Avoiding conflict is not good for your relationship. It can lead to a negative outlook where everything is viewed with dissatisfaction and disapproval. However, many couples experience a cycle of Criticize/Defend/Countercriticize and do not feel like they get anywhere in the conversation. It goes something like this: "You always come home late from work." "Why do you always complain when all I'm trying to do is provide for the family? You don't appreciate me!" "How can I appreciate you when you're never here?"

A criticism is defined as "the expression of disapproval of someone or something based on perceived faults or mistakes." It is a blaming statement. Defensiveness is defined as

"the quality of being anxious to challenge or avoid criticism." Being defensive means an attempt to deny the criticism. So the cycle begins.

The way to avoid a criticism is to start a conversation in a gentle manner by expressing a healthy complaint. A healthy complaint is stating how something is unsatisfactory or not acceptable. It focuses on a behavior, not a character defect of the other person.

John Gottman, in his book 10 Lessons to Transform Your Marriage, suggests several characteristics of healthy complaining (pg. 26-28). They are:

  1. Share responsibility for the problem. Example: "We haven't been able to afford a vacation in two years. Maybe we should work out a better budget."

  2. Describe the problem in terms of your perception, opinion, or style. Example: "I'm just more conservative about money and I think you spent too much for that pair of shoes."

  3. Focus on a specific problem, tackling one at a time. Example: "You set your glass on the coffee table last night and now there's a ring."

  4. Focus on the present: Example: "You said you would help Sean with his homework, but you're still watching TV."

  5. Focus on your partner's actions and how those actions make you feel. Example: "I thought we were going to have a romantic evening together, and you invited your mother. I feel so hurt and disappointed."

  6. Pick a time to complain about the problem when your partner can listen and respond.

  7. Tell your partner about your needs and desires. Example: "I feel so tired that I need to just cuddle with you right now. Maybe tomorrow we can make love."

  8. Rephrase the complaint so the complainer knows you understand. Example: "So you're upset because I'm an hour late."

  9. Ask questions for a better understanding. Example: "Do you want me to call you if I'm going to be late?"

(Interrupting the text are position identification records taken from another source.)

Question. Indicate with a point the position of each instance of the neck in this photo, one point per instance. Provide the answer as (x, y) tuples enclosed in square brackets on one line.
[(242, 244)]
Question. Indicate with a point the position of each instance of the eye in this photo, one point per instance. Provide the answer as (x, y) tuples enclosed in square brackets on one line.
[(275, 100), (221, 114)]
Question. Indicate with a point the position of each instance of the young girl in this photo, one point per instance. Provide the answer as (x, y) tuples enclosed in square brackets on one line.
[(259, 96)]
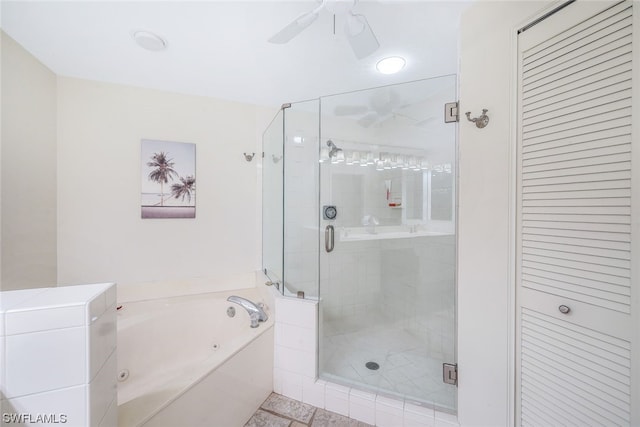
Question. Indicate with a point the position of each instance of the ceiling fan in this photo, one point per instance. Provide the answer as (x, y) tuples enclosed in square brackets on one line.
[(357, 29)]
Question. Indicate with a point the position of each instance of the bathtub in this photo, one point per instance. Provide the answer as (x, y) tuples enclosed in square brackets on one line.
[(184, 361)]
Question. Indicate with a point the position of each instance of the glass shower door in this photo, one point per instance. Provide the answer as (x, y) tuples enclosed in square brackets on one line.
[(387, 240)]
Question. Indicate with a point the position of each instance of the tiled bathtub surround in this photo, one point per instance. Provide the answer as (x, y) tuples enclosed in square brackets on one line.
[(58, 358)]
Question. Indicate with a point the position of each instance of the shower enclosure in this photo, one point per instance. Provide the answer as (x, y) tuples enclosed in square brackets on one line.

  10. Acknowledge the feelings behind your partner's complaint. Example: I forgot it was Valentine's Day. You must feel hurt and angry."

  11. Take responsibility for the problem. Example: "You're right. I should have been nicer to your mom."

Don't be afraid to ask for a re-do if you tried and your healthy complaining didn't quite work the first time. Most of us need to practice before we get proficient at a new skill. With practice in expressing healthy complaints, you and your partner can turn toward one another in more positive and understanding ways!